The facts seem to sustain my concerns about MetroCenter, which is not a Tennessee-based company:
  • MetroCenter owns 26 of 53 parcels in the North Salemtown area cut off by I-65.
  • Most of MetroCenter’s holdings are in commercial zones.
  • MetroCenter owns the largest parcels in the area.
In sum, MetroCenter has increased its landholdings south of Dominican Drive, possessing nearly half of all parcels and probably most of the acreage of North Salemtown. Most of its holdings are zoned as "vacant commercial," and all of its holdings are vacant period.

One does not have to stretch very far from these facts to deduce, as I have, that MetroCenter will more than likely develop most of North Salemtown commercially with or without respect for urban design or for the character of neighborhoods. At the very least we can conclude that MetroCenter's land holdings give them the power and influence to make them the force with which to be reckoned if planners and designers advance visions for redevelopment of the I-65 corridor. Near northside neighborhood organizers defending the community's interest will have to find some counterbalance to MetroCenter's influence should I-65 go away.

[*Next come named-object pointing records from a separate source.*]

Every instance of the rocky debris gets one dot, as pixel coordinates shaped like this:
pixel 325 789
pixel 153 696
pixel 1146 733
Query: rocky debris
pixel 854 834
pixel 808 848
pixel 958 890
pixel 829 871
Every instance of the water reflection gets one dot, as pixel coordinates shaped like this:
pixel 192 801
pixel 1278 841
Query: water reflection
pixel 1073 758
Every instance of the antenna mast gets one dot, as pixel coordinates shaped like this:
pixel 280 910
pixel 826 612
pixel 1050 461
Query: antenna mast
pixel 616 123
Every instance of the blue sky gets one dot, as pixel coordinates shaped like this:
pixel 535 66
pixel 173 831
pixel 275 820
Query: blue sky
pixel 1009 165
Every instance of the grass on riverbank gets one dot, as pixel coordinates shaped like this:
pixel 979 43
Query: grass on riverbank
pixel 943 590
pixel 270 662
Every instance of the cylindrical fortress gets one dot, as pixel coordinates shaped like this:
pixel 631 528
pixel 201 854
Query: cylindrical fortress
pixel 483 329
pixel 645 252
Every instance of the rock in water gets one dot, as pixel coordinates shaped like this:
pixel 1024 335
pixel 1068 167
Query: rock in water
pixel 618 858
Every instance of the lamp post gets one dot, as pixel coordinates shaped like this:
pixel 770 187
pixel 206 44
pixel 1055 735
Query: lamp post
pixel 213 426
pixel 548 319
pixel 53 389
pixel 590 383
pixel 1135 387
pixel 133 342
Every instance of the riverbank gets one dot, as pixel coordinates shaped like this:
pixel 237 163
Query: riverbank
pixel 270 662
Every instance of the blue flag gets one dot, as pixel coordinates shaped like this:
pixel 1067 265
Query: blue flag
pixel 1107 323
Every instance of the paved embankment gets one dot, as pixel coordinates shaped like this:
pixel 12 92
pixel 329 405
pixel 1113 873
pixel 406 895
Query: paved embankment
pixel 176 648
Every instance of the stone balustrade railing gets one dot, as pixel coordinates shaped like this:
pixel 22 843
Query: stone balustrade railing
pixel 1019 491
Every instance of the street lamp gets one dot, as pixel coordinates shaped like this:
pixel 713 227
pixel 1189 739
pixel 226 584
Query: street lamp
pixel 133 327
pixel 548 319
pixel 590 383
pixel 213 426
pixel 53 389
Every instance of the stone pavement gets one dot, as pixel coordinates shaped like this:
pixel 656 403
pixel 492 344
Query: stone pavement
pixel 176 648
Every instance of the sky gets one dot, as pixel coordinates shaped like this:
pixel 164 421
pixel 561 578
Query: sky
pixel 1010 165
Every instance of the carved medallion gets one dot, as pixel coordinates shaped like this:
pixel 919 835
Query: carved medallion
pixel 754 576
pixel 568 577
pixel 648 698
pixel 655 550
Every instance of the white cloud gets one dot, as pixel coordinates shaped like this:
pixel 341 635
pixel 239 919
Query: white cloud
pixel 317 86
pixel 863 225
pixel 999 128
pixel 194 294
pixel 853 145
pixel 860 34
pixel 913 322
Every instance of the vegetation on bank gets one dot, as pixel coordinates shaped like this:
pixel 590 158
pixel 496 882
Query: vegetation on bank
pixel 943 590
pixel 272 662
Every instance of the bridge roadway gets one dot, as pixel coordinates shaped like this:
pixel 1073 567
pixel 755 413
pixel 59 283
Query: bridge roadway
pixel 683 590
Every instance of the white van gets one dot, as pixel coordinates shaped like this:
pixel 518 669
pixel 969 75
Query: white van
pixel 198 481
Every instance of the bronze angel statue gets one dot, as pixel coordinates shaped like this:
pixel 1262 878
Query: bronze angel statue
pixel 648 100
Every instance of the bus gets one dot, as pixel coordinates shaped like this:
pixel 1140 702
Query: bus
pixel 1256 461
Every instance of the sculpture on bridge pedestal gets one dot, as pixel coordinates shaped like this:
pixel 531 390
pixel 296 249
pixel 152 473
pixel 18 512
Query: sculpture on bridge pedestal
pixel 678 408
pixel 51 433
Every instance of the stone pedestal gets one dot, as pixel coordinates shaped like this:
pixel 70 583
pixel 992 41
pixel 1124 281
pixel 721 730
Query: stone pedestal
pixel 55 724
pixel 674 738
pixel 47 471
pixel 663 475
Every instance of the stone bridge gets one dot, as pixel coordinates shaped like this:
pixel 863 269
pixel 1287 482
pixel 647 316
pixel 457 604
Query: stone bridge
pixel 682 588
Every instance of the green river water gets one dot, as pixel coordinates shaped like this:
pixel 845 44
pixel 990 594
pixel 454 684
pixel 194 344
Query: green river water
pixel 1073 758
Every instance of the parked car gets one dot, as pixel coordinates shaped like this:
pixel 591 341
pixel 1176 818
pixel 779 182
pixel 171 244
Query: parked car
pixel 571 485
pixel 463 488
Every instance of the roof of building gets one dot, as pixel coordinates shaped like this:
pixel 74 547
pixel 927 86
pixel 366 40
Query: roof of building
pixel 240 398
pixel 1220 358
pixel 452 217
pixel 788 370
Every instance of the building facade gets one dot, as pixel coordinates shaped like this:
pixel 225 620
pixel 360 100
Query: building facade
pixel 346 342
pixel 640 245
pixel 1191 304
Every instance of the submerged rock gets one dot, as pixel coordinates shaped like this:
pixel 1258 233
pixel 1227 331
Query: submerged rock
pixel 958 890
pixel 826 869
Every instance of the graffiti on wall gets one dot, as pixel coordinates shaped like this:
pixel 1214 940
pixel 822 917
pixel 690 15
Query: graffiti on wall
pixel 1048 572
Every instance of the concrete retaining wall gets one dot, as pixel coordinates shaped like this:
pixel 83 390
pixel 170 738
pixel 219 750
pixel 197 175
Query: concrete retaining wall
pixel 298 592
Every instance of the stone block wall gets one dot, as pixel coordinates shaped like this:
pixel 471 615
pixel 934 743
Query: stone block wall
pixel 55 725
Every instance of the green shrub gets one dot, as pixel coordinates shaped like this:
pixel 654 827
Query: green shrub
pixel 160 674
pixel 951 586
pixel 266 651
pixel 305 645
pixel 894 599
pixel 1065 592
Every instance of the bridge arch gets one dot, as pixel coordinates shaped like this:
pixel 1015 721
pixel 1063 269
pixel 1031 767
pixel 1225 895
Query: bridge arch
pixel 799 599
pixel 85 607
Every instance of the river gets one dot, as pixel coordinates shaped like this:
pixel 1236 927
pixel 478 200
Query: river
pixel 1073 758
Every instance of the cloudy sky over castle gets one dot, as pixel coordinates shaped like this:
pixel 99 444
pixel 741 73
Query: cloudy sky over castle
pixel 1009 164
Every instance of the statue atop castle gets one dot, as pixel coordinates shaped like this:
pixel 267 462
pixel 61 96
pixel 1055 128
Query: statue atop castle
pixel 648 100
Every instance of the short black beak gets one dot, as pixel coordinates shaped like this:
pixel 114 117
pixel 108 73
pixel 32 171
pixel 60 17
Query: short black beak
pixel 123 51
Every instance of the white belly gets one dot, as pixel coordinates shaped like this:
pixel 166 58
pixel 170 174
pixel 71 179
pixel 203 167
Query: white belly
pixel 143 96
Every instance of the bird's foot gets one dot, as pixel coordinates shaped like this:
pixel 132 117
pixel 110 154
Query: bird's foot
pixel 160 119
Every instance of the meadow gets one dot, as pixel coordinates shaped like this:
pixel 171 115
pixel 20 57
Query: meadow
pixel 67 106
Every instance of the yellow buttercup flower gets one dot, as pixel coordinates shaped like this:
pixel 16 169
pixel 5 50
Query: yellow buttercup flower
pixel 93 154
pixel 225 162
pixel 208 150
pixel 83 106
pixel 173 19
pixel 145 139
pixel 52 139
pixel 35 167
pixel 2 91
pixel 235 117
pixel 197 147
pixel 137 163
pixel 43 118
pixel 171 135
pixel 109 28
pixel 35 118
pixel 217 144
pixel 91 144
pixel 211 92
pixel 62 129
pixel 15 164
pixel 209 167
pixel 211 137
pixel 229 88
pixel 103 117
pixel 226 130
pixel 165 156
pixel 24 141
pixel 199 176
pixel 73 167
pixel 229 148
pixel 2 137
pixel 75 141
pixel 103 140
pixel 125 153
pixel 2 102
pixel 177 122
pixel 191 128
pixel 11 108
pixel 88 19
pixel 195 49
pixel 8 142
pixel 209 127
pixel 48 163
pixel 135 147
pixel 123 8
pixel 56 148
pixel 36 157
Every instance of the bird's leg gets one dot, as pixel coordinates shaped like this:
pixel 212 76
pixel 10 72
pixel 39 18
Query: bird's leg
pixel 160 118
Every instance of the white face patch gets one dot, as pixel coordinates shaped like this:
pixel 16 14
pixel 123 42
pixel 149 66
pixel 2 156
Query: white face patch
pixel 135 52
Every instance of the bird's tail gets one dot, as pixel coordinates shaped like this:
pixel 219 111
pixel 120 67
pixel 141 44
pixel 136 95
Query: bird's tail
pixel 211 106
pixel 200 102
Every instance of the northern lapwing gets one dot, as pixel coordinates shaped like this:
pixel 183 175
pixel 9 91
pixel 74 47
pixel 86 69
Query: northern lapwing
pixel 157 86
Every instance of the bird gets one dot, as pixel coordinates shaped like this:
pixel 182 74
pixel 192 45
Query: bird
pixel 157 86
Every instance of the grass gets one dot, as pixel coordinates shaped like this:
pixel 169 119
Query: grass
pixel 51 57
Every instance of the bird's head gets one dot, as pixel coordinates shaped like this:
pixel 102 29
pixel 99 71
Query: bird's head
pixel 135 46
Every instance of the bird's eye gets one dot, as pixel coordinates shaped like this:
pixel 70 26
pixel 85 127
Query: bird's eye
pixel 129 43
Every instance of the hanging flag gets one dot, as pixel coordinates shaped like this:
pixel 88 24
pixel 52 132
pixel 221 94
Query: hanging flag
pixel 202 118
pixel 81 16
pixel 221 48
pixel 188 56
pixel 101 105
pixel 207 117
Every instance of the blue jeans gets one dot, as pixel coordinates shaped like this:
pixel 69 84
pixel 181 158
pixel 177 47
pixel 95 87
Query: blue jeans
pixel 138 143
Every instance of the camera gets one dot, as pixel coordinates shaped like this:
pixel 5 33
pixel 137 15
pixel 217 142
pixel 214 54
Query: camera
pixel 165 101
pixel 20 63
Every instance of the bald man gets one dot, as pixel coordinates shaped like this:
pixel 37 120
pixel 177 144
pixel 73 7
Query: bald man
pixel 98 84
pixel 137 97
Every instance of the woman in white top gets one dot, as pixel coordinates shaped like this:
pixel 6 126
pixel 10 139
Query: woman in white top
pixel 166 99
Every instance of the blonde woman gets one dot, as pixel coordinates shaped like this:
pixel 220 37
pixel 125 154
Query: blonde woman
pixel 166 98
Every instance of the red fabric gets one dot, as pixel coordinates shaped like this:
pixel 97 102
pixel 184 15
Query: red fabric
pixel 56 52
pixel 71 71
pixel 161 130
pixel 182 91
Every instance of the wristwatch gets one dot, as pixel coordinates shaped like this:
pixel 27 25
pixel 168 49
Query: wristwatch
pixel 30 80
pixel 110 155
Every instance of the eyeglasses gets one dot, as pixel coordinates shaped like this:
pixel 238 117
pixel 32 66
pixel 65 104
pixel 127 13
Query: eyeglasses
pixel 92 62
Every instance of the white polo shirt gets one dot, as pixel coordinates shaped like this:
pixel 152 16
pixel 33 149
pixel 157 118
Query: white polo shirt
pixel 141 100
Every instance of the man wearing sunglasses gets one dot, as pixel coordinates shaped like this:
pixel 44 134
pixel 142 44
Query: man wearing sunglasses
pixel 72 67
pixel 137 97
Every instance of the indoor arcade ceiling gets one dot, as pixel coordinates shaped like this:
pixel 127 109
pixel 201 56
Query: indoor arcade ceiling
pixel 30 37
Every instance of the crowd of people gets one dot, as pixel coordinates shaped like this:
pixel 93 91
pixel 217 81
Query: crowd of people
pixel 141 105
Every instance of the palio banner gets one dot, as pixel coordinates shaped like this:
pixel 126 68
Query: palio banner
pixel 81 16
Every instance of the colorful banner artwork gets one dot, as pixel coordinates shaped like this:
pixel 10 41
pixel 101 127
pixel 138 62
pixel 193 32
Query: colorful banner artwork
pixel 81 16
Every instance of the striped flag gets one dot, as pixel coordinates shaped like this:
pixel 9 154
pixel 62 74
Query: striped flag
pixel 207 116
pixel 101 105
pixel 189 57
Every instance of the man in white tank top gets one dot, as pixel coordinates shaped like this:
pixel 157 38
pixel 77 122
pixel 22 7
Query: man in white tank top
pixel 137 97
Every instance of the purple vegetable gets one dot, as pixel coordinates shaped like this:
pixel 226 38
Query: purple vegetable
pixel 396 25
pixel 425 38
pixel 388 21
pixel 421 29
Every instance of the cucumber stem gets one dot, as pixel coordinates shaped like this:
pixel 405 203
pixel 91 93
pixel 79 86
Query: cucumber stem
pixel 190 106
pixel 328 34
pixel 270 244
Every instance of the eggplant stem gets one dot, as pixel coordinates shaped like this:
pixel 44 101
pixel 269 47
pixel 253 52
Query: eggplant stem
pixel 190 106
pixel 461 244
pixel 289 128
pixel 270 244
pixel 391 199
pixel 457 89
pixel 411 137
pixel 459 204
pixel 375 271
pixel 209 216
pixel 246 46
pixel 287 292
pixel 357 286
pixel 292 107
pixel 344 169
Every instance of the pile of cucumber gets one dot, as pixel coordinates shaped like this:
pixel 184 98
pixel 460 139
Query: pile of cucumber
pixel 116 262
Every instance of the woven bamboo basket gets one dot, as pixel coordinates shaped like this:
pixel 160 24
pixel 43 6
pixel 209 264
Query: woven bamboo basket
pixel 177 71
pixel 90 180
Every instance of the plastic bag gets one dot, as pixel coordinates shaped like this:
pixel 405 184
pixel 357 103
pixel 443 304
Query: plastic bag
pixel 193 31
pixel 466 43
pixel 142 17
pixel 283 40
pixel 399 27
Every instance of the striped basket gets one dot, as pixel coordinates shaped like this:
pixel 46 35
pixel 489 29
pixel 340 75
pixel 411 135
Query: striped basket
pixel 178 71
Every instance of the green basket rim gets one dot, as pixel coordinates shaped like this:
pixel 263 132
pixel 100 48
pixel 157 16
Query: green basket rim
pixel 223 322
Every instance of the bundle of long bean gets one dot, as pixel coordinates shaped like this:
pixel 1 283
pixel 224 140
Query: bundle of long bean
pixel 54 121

In the next part of my commentary about The Plan’s plan for I-65, I’ll breakdown the numbers on the property holdings in North Salemtown. There is actually a slim hope that MetroCenter might not turn out to be the King Kong I worry about and might actually develop residential properties as The Plan wishes. But based on the power MetroCenter already has through its holdings in North Salemtown, things might not fall that way.

If MetroCenter turns out to be a beast gobbling up parcels of land at the rate it has in North Salemtown, I-65 may be the only barrier keeping it from gobbling up even more tracts further to the south in Salemtown proper.